Malcolm X and James Baldwin both refused to eat watermelon in front of white people. They were aware of the jokes and other stories about African Americans stealing watermelons, fighting over watermelons, even being transformed into watermelons. Did racial stories influence the actions of white fraternities and sororities who dressed in blackface and mocked black culture, or employees who hung nooses in their workplaces? What stories did the people who refer to Serena Williams and other dark-skinned athletes as apes or baboons hear? Is it possible that a white South Carolina police officer who shot a fleeing black man had never heard stories about scary black men with straight razors or other weapons? Antiblack stories still matter.

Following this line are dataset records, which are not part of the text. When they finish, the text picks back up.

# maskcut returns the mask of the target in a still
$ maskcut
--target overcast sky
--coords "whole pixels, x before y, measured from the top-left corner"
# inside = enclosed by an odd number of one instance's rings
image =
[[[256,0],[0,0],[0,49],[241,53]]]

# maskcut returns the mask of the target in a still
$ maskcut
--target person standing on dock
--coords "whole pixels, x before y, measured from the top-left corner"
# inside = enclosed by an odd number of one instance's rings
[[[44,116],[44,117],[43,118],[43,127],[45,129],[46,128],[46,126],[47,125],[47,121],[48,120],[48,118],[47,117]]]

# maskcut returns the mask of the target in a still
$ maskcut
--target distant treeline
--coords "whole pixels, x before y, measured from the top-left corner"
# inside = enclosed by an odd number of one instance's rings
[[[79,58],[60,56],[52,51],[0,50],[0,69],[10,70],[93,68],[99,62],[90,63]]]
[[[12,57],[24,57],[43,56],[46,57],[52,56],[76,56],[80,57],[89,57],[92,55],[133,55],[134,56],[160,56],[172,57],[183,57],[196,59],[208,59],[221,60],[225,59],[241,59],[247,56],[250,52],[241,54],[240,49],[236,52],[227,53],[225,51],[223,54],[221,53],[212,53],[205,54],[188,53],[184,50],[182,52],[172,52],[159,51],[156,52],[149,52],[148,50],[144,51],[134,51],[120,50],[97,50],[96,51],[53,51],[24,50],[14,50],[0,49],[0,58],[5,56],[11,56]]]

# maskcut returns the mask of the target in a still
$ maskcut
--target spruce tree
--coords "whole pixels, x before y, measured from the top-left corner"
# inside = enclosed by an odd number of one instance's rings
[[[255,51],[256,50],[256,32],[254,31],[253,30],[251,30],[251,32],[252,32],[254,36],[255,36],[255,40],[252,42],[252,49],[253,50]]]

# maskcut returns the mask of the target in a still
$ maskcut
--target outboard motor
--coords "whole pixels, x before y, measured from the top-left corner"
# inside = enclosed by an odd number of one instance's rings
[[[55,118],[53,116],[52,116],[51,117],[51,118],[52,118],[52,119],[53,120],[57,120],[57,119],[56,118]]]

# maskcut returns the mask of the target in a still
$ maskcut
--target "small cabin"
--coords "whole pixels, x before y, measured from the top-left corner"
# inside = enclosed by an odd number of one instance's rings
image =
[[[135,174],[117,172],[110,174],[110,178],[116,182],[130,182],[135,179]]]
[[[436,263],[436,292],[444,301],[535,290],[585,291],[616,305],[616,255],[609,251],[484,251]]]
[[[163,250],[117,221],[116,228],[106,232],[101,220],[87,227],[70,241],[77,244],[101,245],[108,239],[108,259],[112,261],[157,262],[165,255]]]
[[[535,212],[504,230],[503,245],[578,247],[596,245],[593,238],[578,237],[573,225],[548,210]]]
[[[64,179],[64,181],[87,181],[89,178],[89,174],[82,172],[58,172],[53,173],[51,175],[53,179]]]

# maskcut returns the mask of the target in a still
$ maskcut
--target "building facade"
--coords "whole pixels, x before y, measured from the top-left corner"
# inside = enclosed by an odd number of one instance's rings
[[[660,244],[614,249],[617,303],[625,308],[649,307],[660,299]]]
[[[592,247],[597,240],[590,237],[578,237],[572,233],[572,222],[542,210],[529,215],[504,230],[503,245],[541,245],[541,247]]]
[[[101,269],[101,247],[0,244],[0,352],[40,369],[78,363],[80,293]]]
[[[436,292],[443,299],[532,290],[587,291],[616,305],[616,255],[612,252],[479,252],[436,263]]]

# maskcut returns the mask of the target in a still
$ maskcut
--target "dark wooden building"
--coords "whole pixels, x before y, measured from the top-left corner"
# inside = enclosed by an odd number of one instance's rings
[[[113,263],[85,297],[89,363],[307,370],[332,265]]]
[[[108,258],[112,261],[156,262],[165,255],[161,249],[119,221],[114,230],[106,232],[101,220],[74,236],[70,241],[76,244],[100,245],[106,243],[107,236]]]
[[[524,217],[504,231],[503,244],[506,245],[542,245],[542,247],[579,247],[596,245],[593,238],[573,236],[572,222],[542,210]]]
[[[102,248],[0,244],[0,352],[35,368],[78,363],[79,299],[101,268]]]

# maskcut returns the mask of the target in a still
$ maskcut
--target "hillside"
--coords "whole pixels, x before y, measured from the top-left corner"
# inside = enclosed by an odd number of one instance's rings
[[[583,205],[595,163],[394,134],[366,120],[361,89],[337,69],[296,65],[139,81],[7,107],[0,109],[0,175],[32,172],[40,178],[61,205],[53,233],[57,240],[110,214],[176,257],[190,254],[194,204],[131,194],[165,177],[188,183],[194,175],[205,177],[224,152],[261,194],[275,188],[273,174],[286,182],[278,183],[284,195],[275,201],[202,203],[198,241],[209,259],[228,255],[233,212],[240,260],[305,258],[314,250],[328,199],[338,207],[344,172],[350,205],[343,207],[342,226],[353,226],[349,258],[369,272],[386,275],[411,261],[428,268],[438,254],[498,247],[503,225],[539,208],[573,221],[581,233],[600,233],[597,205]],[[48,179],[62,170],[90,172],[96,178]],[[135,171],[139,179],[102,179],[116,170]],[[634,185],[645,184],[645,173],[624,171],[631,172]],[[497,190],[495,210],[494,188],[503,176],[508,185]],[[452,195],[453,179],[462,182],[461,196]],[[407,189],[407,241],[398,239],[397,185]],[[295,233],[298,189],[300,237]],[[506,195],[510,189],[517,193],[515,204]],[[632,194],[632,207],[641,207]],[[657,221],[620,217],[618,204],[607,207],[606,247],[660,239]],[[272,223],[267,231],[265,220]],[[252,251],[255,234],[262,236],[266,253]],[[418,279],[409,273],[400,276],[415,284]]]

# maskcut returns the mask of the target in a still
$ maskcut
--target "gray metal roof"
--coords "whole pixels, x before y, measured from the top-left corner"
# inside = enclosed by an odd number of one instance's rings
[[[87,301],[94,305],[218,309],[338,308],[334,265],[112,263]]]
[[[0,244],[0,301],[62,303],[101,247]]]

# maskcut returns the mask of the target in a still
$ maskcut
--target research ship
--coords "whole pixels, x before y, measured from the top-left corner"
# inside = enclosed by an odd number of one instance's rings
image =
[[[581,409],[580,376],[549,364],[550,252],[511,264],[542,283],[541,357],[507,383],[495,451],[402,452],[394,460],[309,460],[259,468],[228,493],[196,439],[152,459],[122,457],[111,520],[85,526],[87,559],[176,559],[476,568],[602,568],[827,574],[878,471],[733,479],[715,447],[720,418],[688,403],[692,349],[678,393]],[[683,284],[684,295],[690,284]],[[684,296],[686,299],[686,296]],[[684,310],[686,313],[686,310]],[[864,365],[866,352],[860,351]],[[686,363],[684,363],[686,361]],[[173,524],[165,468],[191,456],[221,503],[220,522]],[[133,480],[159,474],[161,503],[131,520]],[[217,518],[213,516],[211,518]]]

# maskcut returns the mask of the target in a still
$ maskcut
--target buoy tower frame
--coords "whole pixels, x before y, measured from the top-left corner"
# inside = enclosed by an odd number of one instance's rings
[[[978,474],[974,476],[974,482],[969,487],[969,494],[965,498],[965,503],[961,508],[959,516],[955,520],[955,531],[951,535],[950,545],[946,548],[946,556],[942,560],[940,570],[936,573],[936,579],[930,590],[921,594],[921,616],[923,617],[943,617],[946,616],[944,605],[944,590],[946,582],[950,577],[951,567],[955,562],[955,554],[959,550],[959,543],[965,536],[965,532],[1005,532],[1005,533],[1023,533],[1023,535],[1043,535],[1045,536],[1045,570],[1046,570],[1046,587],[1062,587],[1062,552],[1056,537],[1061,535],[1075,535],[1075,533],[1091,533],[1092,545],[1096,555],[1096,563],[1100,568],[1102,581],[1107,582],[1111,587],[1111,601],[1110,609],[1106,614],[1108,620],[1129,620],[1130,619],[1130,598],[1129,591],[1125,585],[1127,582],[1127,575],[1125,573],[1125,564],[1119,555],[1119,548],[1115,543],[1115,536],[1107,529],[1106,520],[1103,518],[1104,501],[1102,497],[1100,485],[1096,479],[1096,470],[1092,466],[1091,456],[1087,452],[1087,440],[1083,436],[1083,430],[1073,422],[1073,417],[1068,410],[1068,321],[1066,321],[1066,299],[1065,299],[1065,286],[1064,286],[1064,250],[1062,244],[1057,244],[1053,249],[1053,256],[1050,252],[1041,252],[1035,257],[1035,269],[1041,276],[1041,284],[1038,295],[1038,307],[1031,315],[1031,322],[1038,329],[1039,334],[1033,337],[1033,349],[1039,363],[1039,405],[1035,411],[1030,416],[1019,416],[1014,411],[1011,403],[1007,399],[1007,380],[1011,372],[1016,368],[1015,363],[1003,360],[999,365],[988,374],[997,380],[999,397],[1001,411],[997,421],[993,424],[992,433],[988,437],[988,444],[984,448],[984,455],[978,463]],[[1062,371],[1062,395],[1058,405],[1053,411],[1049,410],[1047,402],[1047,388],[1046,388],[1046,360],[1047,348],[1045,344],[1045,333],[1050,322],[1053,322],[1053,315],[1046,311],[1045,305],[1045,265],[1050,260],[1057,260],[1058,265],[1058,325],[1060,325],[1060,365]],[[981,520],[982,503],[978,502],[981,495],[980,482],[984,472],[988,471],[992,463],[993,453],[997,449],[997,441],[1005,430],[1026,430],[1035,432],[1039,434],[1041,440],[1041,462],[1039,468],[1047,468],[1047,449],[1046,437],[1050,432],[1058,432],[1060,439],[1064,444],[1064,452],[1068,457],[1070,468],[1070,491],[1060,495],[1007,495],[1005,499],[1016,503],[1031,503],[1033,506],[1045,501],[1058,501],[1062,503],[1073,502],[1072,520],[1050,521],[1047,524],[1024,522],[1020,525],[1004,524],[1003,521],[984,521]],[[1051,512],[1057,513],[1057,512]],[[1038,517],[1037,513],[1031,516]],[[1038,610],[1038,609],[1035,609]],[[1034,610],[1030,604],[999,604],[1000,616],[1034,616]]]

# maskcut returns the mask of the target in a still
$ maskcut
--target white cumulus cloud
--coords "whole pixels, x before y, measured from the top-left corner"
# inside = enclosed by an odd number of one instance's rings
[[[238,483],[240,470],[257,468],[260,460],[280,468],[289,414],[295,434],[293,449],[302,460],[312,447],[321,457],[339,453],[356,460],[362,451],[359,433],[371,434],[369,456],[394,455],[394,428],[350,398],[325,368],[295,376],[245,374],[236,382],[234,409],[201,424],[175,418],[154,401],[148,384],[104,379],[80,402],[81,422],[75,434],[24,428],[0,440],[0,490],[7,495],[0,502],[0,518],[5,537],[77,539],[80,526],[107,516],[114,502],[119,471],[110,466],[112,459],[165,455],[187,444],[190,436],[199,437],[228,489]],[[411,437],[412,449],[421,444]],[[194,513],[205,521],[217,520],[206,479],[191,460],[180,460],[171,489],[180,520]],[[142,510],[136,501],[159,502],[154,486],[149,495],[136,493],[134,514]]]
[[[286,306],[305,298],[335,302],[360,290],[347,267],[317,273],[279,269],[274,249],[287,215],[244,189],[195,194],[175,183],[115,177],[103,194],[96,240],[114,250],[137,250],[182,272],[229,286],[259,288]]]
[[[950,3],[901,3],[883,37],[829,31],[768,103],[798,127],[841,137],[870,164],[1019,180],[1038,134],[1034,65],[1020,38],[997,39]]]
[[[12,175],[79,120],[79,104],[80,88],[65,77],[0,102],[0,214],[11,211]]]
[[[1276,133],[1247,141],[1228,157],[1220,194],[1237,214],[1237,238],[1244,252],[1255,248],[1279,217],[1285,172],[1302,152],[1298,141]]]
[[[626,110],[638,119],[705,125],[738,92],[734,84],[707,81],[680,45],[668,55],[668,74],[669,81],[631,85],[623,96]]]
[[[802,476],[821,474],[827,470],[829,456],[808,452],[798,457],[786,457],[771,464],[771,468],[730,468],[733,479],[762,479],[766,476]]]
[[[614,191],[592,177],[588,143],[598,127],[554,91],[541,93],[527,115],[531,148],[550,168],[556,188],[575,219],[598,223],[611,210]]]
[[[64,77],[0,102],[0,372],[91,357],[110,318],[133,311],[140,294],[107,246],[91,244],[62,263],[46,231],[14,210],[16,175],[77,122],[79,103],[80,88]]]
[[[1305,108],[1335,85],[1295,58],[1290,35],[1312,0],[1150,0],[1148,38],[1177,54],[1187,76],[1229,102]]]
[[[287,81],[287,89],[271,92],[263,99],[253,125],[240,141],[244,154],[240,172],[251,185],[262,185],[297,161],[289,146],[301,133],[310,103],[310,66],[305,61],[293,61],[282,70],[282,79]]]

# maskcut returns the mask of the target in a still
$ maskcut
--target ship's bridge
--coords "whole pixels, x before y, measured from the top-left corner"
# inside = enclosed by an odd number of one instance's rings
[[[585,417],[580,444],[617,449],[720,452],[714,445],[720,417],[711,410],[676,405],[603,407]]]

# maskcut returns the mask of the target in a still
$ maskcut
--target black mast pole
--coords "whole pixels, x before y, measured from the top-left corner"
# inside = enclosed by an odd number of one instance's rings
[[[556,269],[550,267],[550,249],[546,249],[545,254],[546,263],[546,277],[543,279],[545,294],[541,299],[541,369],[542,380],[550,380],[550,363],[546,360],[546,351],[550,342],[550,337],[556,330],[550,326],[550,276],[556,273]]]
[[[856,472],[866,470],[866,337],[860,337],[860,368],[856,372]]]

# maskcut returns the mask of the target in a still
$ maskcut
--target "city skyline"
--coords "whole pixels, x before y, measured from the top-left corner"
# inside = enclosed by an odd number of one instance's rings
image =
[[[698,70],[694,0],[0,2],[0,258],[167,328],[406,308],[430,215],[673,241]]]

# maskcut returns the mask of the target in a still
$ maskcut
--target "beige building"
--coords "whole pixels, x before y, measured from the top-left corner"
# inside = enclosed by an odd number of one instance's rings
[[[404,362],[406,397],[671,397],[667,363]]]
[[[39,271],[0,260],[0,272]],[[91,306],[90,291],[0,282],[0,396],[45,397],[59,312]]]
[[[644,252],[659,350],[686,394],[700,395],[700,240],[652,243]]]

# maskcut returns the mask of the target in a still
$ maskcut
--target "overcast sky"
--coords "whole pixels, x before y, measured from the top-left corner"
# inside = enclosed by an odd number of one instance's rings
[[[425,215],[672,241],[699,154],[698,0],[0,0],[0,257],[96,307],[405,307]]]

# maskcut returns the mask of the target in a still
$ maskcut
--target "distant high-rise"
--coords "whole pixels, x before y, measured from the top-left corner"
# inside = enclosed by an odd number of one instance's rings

Watermelons, Nooses, and Straight Razors uses images from the Jim Crow Museum, the nation’s largest publicly accessible collection of racist objects. These images are evidence of the social injustice that Martin Luther King Jr. referred to as “a boil that can never be cured so long as it is covered up but must be exposed to the light of human conscience and the air of national opinion before it can be cured.” Each chapter concludes with a story from the author’s journey, challenging the integrity of racial narratives.
PUBLISHERS WEEKLY
Sociologist and museum curator Pilgrim provocatively confronts racist stereotypes using objects from the Jim Crow Museum of Racist Memorabilia, which he founded in 2012, at Ferris State University, in Michigan. The array of objects he presents that caricature black people as simians, watermelon-lovers, mammies, and worse figurines and postcards, paperweights and ceramic plates, toys, T-shirts, sheet music, buttons, children's books, a ticket to a hanging brazenly exemplify racist notions. In their mundane variety, Pilgrim writes, they serve as "shorthand ways of saying that black people are others, specifically, Lesser Others." Pilgrim presents the objects as a sort of genealogy of stereotypes that he argues still persist today. For example, he notes the subtle differences between a "coon" and a "brute" (the former reserves his violence for other black people, a characteristic popularized in "coon songs" from the 1880s, which used black-on-black crime as a form of entertainment, while the latter characterizes black people as innately savage) and connects the stereotypes behind them that Black men are violent to contemporary culture: "Black men, like Michael Brown or the looters televised after his death at the hand of police officers... are still portrayed as brutes or beasts," he writes. The book draws on film, music, literature, social science, and ample history to survey how white supremacy operates, from 19th century minstrel shows to the Obama monkey memes of the past decade. The graphics featured throughout will likely cause more than a little discomfort, but that's clearly the point as Pilgrim boldly challenges readers to confront racist taboos. Color photos.